A Day in the Life

By Kelly O’Brien, MD, FACP, CCHP

Posted on February 12, 2012 – I can’t decide if I should put the dress in Goodwill. It’s a lovely sparkly deep purple, given to me on my very first Mother’s Day. Things have shifted [on me, not the dress] and it doesn’t quite fit. The shoulder pads give away the decade. Even if I take them out, it still won’t zip [how do things shrink just hanging in the closet?] I put it in the bag, then I take it out. You’d think I’d be too busy to be dinking around like this. Besides I have a keen professional mind—you’d think I could just make a decision already. But it represents so many years and phases and events—the child now a young man in another city. Can you give away something like that?

Instead of milling around my old clothes, I should be reading a journal or planning CQI projects. I should go in early and ask for that backlog of patients to be brought down. There are really very few spontaneous cures so there’s nothing to be gained by stalling. If the original problem clears up, there’s always another one when the patient’s comfortably ensconced in your office. “By the way, Doc, while I’m here, I’ve had this left sided numbness for three years. What do you think it is?”

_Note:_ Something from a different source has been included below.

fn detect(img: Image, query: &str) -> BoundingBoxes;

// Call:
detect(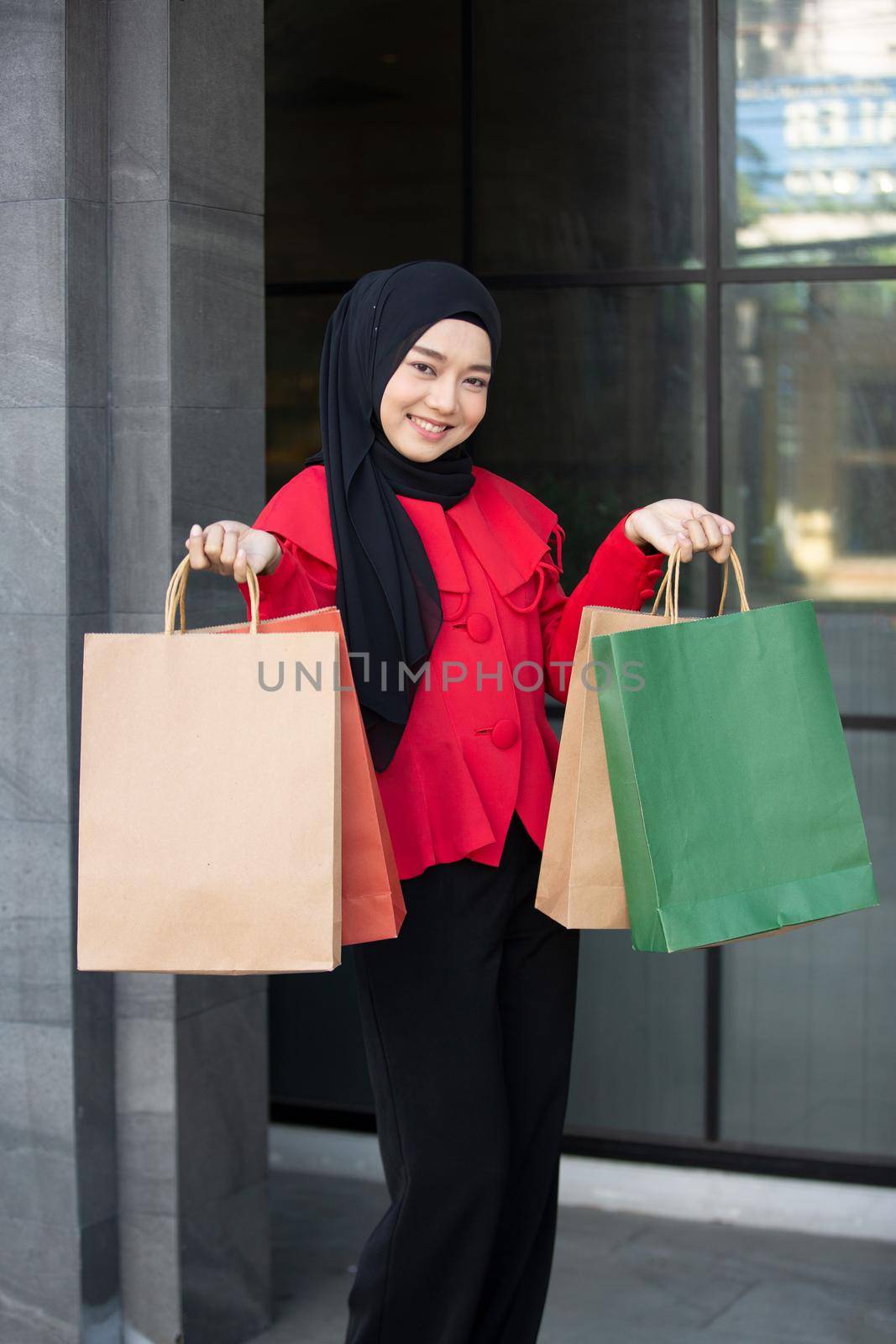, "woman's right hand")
[184,517,284,583]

She’s on the morning schedule for “acne check up.” Yes! I can get through this and stay on schedule. The medication’s working, her skin’s clearing. I think we’re in the home stretch as I start to sign the orders but wait…she has urinary incontinence [she’s 24]…and a deep ache where her appendix almost ruptured. And could a kidney stone come back if a person wasn’t hardly eating or drinking? Then she starts crying. And her migraines are coming back but she doesn’t want Excedrin after all because she knows she has an addictive disorder…and she cries some more. I put down my pen, not running the risk of premature signage. I re-check the name. No, I don’t recognize her as one of the patients that regularly makes me question my career choice. For want of anything else to do I wait, vainly searching for a unifying diagnosis.

“Today I go to court to put my daughter up for adoption.”

Ah. She may be a good mom who realizes that this child will be better off with someone else. She may be an indifferent mother realizing her inadequacy. It really doesn’t matter. This is going to leave a mark. I make some soothing sounds and stall around about a work-up. I pre-schedule her for “unexplained pain” in the coming week. And I leave the dress in my closet for a while yet. I’ve got the room and there’s not really a need to rush these things.